Zam yapmak alım gücünü yükseltmek demektir. Örneğin yıl başında yapılan zamlı maaşınızla, 100 litre benzin alabiliyorken, temmuz ayında yapılan zamlı maaşınızla 90 litre benzin alabiliyorsanız maaşınız artmamış, yüzde 10 düşmüş demektir. Önemli olan zam yapmak değil, enflasyona karşı maaşınızın alım gücünü koruması ve eğer artan bir milli gelir ve büyüyen bir ekonomi varsa çalışana da, milli gelirden payına düşeni vermek demektir.

Yüksek enflasyon ortamlarında, Memur, işçi, emekli gibi sabit ücretle çalışanların maaşları kısa sürede erimektedir. Memur ve sabit ücretlilerin maaşlarına yıl içinde altı ayda bir zam yapıldığı için altı aylık zaman diliminde maaşlar değer kaybetmektedir.
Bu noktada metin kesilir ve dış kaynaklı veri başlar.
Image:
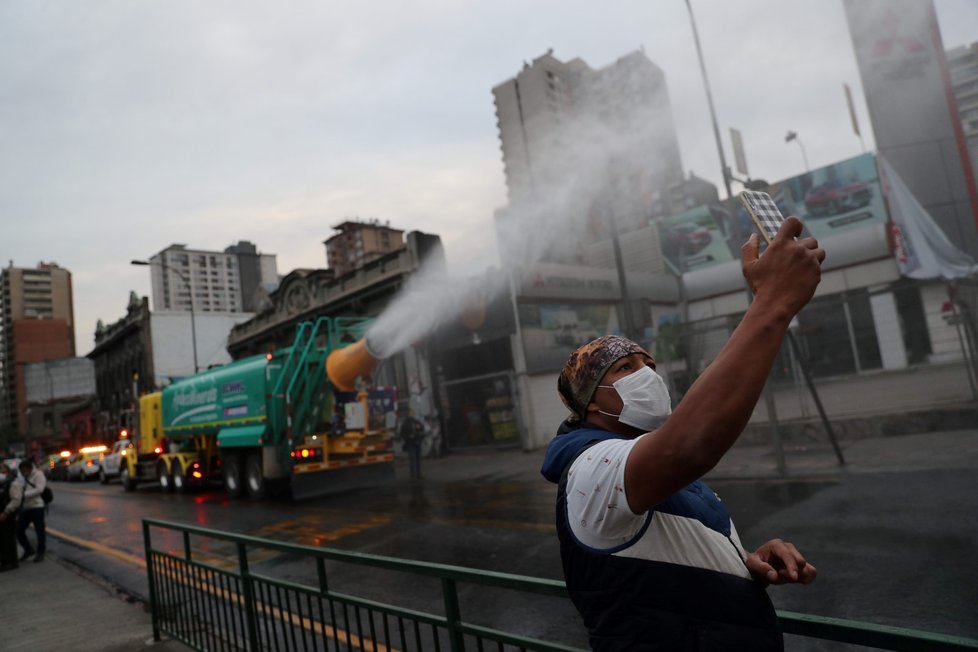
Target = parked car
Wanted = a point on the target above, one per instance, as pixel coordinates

Mesela; ocak ayında maaş ve diğer ürünlerin fiyatlarını 100 Tl ye eşitlemiş olsak;

vatandaşın enflasyonuna göre değil de, Türkiye İstatistik Kurumu’nun (TÜİK) açıkladığı yıllık enflasyona göre bile hesaplasak, mayıs ayında TÜİK’in enflasyonu yüzde 74. Bu oran gıda ve alkolsüz içeceklerde yüzde 92 . Yani ocak ayında maaşına zam alan memur,  ocak ayında gıda sepetine 100 TL öderken, Mayıs ayında aynı sepete 131 lira ödemiş. Alım gücü gıdada 4 ayda yüzde 24 azalmış. Bu oran aynı zaman diliminde, ette 144; balıkta 140; süt, peynir ve yumurtada 116, meyvelerde 151, sebzelerde 129 ve şekerde 159 olmuş.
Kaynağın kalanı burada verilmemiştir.